Diese Skepsis ist beachtenswert, denn sie verhindert das Ergreifen von geeigneten Gegenmaßnahmen. Die US-Regierung hat sich mittlerweile vollständig von der Idee des Emissionsrechtehandels verabschiedet, und befasst sich nun nur mehr mit Kraftwerksregulierungen. Australien wendet sich ebenfalls vom Emissionsrechtehandel und von Kohlendioxid-Besteuerungsplänen ab und setzt auf viel vagere Auftragsauktionen („reverse auction“). Haben die Vereinigten Staaten ihre Klimaskepsis an ihre Alliierten exportiert? Und wie können wir das wieder rückgängig machen?
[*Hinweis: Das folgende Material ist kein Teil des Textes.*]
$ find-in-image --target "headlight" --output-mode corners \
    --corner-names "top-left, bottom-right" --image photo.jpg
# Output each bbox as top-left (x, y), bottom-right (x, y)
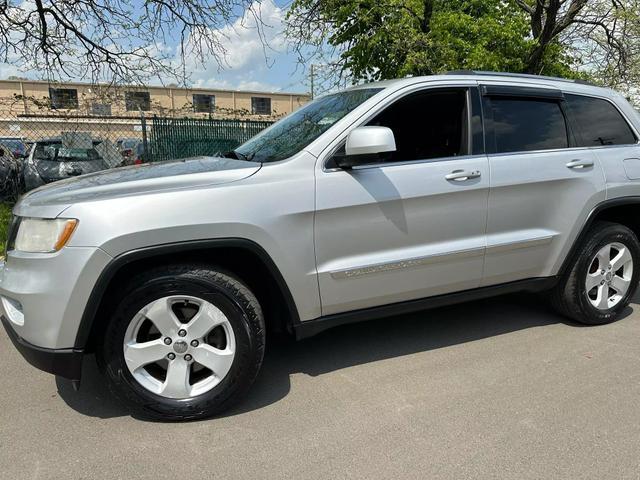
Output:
top-left (13, 218), bottom-right (78, 253)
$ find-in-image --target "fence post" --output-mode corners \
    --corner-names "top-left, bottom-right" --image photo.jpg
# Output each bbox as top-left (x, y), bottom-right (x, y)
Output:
top-left (140, 111), bottom-right (150, 162)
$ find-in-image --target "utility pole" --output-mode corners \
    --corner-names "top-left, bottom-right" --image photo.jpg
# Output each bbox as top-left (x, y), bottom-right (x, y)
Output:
top-left (310, 62), bottom-right (342, 99)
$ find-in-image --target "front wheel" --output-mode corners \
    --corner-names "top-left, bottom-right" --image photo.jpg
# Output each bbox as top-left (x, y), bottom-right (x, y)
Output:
top-left (551, 221), bottom-right (640, 325)
top-left (97, 264), bottom-right (265, 421)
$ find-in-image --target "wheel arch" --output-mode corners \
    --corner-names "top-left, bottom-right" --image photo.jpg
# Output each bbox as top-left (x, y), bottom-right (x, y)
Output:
top-left (559, 196), bottom-right (640, 277)
top-left (75, 238), bottom-right (300, 351)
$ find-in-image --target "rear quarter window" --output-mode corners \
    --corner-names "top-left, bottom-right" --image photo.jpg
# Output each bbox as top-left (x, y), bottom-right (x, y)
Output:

Die Geburtsstunde der Klimaskeptiker

Die Vereinigten Staaten waren augenscheinlich die ersten, die die Skeptikerbewegung umarmten, und zwar im Vorfeld des Kyoto-Protokolls von 1997, das die USA niemals ratifiziert haben. Ein weites Netzwerk konservativer Think Tanks produziert Skeptiker, die wissenschaftliche Erkenntnisse über die globale Erwärmung infrage stellen. Dies wird nicht zuletzt in einem wissenschaftlichen Papier namens Kyoto besiegen aus dem Jahr 2003 nachgezeichnet. Auch der Begriff Klimaskeptiker hat um das Jahr 1992 herum Eingang in die Debatte gefunden. Dabei hat auch der politische Rechtsruck des Jahres 1994 eine Rolle gespielt, in dessen Zuge die Republikaner den US-Kongress übernahmen.

Nun ist Skepsis an sich zumindest in einigen Spielarten wissenschaftlich zu begrüßen. So versehen sich etwa europäische Wissenschaftler bisweilen bewusst mit dem Label „Skeptiker“. Ihnen scheint, dass Skepsis einfach das ist, was von ihnen erwartet wird: Die Dinge zu hinterfragen. „Vor dem Hintergrund einer sehr viel geringeren politischen Polarisierung im Vergleich zu den Vereinigten Staaten sind europäische Wissenschaftler sehr viel stärker bereit, sich als Skeptiker zu bezeichnen“, meint etwa Andreas Kraemer vom Ecologic Institute in Berlin.

Diese Skepsis hat unser Verständnis des Klimawandels verfeinert. Das ist wichtig, denn das Klima ist ein so komplexes System, dass noch immer viele Dinge unklar sind. Dennoch existiert ein wissenschaftlicher Konsens darüber, dass der Mensch eine Katastrophe heraufbeschwört, indem er das Klima verändert und erwärmt.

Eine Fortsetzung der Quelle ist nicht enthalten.